Figure 7

CCCTC binding factor (CTCF) activates spacer promoter transcription. (A) Transcribed portion of mouse ribosomal (r)DNA. Transcription initiation (spacer promoter = ncRNA, gene promoter = pre-rRNA, right-pointing arrows) and positions of run-on (left-pointing arrows), northern blot and fluorescent in situ hybridization (lines) probes are indicated. (B) Northern blot analysis. Total RNA from Ctcf^f/fprimary mouse embryonic fibroblasts (MEFs) (either treated (+) or not (-) with Cre) was analyzed sequentially with probes against the 47S pre-rRNA [32] and Gapdh (two samples per genotype shown, > 10 independent samples per genotype analyzed. (C) Spacer promoter transcription in the absence of CTCF. Nuclear run-on of spacer and gene promoter in Ctcf^f/fMEFs (Cre-treated (+) or not (-)). The suppression effect of α-amanitin on RNA polymerase II-mediated transcription was measured. Left panel shows Actin and Histone H3 genes; a typical run-on is shown on the right.

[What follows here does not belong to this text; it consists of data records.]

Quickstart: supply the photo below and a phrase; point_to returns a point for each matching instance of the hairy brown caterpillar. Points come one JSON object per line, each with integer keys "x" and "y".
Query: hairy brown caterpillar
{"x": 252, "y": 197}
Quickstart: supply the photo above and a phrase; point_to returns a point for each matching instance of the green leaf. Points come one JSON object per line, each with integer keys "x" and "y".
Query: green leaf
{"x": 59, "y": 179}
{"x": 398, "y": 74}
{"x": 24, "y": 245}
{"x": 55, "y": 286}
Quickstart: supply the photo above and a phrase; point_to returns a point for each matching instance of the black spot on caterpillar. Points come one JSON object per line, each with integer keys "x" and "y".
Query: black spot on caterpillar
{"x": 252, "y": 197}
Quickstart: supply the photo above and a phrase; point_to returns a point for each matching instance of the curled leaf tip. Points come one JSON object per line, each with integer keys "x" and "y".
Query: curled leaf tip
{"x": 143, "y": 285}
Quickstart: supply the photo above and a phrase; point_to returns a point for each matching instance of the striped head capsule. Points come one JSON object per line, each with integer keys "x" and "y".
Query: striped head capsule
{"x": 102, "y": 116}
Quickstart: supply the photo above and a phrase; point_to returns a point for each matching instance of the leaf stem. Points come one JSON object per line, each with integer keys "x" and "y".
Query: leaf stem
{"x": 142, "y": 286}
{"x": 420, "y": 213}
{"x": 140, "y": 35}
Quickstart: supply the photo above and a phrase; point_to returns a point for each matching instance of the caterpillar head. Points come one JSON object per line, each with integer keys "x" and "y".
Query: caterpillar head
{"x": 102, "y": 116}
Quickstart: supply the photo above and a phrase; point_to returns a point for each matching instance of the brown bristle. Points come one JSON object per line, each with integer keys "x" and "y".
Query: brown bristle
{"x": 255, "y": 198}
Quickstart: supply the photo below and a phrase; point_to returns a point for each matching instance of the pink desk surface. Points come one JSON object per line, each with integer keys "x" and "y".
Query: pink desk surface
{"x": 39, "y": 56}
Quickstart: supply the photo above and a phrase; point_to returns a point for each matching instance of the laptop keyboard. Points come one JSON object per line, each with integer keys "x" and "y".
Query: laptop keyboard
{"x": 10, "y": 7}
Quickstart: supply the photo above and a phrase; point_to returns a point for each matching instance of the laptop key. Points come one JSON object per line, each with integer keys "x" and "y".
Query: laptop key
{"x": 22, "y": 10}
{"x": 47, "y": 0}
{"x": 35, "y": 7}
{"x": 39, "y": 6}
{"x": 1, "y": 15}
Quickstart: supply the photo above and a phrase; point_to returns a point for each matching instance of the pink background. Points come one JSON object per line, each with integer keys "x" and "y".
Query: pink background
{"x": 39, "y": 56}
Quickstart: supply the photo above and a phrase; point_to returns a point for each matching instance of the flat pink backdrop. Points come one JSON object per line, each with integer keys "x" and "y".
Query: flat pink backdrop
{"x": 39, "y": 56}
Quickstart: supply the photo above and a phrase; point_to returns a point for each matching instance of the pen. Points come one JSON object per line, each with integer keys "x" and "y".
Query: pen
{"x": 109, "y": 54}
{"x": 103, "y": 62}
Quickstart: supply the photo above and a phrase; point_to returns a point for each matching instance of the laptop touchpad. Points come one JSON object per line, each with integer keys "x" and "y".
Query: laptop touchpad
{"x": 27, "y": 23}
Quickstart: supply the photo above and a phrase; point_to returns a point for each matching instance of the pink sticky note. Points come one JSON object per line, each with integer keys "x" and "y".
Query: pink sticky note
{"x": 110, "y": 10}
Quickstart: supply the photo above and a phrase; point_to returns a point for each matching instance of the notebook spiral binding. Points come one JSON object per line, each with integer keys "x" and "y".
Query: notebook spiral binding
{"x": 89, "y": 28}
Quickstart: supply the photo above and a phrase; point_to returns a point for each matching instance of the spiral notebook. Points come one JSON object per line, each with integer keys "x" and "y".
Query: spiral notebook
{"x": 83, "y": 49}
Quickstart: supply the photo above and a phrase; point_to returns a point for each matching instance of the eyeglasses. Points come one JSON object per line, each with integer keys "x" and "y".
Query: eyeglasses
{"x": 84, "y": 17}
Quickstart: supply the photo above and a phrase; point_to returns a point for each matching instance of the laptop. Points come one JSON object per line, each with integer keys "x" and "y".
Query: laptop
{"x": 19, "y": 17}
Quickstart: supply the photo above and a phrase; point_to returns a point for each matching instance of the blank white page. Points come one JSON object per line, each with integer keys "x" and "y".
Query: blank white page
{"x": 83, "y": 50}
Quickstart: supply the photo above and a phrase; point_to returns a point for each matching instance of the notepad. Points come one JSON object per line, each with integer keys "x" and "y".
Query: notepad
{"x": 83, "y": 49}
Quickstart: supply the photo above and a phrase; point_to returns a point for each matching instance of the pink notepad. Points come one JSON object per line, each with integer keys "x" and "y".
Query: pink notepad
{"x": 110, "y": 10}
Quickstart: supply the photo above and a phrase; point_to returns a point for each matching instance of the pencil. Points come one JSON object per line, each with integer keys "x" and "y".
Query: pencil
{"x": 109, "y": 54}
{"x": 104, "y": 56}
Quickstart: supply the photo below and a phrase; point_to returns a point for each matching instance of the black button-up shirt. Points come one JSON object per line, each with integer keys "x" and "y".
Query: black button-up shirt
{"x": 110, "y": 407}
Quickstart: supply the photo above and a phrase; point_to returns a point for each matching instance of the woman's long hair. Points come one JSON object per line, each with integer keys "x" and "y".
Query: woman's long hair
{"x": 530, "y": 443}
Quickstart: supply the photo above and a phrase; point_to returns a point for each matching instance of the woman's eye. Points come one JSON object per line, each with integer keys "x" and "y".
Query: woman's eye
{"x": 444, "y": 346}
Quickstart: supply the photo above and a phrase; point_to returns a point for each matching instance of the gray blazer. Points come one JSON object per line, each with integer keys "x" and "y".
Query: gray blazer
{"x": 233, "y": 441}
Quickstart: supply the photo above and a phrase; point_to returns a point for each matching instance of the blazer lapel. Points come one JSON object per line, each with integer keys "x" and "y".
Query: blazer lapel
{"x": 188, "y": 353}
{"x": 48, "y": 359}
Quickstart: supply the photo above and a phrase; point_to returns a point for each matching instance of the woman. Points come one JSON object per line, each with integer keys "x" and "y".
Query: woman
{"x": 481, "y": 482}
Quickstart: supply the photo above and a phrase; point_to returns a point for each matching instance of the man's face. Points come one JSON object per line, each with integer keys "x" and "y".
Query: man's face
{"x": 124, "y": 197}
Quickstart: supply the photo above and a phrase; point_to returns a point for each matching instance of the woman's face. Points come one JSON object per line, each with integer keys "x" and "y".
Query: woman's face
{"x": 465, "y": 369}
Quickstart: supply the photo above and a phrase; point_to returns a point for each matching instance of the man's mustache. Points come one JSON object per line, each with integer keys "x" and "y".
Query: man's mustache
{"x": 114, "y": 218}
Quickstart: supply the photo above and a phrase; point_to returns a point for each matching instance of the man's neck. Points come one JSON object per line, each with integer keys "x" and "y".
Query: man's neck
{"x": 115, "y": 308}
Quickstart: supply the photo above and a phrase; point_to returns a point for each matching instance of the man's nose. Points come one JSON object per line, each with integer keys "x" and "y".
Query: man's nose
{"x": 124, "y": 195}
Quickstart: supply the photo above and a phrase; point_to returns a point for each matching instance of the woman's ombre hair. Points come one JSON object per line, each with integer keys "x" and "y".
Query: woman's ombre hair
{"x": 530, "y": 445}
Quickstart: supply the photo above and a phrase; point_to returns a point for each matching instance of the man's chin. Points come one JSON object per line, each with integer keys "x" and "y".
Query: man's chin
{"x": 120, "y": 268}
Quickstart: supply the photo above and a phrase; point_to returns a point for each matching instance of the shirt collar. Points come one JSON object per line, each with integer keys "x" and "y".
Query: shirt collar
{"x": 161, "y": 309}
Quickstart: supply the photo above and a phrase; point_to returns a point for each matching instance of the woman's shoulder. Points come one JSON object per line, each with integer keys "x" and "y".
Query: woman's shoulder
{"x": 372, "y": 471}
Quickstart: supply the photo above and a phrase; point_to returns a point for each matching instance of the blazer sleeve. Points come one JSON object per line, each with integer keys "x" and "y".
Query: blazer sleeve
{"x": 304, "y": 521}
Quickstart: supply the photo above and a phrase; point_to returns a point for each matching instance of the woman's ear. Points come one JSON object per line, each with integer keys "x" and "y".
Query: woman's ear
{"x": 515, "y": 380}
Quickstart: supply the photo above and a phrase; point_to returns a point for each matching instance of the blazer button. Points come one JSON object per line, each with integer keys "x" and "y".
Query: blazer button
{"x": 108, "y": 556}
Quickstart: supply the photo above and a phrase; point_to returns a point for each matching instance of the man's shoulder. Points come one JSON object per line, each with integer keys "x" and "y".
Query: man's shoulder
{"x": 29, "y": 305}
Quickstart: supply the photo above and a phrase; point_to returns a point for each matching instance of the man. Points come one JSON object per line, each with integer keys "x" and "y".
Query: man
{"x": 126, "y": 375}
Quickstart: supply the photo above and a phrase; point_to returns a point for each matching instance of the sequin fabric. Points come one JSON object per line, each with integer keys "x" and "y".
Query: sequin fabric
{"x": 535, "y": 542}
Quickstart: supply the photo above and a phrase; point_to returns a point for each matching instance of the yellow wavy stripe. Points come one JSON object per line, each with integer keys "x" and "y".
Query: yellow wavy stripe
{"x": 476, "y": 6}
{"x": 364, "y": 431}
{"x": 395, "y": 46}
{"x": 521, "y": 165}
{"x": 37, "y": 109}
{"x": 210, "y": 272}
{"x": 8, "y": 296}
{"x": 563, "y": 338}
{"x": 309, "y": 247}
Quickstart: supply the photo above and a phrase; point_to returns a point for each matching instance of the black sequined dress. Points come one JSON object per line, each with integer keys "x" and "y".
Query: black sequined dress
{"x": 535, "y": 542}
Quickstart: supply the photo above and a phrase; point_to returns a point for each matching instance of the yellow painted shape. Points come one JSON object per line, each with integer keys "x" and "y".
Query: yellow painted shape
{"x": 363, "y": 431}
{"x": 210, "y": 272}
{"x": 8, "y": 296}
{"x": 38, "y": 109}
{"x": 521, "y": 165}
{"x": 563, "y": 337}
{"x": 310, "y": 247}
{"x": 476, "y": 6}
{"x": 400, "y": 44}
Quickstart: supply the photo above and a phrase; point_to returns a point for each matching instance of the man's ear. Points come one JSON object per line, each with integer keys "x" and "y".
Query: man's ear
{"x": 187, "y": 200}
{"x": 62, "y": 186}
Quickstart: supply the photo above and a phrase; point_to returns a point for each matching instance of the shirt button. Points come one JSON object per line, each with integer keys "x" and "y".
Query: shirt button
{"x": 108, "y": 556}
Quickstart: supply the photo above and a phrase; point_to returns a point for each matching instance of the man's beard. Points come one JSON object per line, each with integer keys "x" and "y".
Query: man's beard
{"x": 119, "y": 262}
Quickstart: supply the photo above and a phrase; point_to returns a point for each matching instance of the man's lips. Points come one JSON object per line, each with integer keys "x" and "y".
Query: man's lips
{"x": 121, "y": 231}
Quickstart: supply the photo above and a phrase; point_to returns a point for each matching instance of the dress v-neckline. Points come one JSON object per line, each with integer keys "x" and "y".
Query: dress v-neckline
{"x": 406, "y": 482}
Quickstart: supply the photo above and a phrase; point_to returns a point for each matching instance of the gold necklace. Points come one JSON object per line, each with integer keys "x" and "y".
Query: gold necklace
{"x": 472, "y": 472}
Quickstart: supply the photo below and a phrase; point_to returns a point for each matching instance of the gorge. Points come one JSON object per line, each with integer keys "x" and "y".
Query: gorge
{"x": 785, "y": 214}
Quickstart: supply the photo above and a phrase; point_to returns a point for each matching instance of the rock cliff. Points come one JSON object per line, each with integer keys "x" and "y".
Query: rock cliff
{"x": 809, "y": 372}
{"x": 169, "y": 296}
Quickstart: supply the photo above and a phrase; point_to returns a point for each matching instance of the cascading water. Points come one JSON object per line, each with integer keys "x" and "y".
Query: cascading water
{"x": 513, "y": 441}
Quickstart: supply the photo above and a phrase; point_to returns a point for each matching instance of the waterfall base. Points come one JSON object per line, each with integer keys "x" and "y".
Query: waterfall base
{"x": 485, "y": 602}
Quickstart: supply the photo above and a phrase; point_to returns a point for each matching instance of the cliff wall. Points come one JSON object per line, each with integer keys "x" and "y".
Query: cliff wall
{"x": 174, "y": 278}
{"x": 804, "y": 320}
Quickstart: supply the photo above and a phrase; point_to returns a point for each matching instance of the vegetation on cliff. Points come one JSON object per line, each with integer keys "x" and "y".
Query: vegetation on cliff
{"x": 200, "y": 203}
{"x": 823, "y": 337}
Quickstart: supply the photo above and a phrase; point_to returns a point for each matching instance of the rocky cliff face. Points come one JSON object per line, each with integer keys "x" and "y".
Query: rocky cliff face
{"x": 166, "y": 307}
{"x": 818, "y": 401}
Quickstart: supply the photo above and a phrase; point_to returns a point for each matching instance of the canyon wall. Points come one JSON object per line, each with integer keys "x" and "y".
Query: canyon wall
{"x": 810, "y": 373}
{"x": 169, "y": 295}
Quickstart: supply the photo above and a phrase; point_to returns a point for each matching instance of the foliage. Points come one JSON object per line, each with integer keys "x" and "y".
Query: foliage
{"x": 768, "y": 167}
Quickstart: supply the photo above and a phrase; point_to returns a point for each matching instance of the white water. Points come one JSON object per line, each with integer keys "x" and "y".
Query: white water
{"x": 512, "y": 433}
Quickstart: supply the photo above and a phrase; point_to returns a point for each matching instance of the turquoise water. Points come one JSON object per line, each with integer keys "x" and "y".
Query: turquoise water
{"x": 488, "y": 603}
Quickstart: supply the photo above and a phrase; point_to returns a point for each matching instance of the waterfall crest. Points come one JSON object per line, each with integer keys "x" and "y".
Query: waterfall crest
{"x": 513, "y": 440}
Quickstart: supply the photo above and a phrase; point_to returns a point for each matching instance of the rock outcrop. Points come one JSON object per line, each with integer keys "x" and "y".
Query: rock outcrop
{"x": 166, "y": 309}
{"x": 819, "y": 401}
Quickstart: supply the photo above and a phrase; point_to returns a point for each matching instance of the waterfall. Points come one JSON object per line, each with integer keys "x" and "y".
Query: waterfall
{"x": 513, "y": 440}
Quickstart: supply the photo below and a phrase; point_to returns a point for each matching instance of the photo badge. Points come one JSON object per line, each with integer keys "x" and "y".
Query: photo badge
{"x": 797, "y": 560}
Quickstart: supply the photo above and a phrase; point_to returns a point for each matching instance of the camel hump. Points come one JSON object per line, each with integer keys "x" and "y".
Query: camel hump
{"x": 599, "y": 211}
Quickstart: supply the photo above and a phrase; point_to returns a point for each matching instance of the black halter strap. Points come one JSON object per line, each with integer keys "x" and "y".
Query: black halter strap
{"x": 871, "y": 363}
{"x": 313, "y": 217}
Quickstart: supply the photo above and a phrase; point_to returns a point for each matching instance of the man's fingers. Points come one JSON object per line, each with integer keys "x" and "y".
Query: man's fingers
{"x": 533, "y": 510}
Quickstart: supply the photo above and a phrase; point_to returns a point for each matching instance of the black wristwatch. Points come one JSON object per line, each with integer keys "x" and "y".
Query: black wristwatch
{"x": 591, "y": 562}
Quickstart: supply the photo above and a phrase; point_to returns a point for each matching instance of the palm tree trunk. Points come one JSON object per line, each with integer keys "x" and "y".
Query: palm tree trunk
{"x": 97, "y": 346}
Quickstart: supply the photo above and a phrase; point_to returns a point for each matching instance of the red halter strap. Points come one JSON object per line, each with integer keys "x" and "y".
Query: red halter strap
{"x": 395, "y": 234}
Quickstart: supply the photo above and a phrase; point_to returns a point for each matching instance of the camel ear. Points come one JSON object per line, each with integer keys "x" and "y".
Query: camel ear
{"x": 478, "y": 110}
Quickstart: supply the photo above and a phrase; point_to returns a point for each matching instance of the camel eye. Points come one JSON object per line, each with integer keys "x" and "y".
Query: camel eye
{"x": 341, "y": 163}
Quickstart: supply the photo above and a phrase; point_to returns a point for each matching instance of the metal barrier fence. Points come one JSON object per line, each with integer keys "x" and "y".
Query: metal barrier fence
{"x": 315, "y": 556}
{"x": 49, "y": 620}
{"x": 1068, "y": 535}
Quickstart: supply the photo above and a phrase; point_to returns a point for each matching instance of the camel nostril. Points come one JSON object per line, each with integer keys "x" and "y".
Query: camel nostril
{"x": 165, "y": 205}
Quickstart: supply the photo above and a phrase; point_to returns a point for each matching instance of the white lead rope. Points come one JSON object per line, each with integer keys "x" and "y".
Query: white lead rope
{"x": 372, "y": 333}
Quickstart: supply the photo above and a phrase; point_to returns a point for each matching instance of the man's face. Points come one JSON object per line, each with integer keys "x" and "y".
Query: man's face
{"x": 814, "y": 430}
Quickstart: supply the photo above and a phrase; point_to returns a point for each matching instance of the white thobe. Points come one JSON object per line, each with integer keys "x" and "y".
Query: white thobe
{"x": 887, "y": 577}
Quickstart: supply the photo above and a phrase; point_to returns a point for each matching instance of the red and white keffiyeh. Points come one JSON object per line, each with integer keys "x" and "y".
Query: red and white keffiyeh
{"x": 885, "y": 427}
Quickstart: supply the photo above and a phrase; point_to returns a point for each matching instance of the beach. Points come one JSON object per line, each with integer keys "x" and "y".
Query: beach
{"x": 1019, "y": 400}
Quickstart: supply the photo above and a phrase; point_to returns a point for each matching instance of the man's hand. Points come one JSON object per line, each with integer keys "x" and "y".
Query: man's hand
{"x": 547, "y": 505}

The graph shows the relative transcription activity of spacer and gene promoter (three independent experiments; *P = 0.005, Student t-test). (D, E) CTCF knockdown in embryonic stem (ES) cells. Cells were transfected with a pSUPER plasmid to knock down CTCF (controls were either no transfection, or transfection with a control vector). After 4 days, cells were harvested for (D) RNA analysis by PCR, or fixed and analyzed by fluorescent in situ hybridization (E). ncRNA was determined twice with independent primers (1, 2), Ctcf and pre-rRNA were determined four times (SD indicated). Taking the average of the four ncRNA experiments showed a reduction of spacer transcript in CTCF-depleted cells to 39 ± 22% (mean ± SD). (E) Quantification was performed with > 300 cells per treatment (SEM indicated).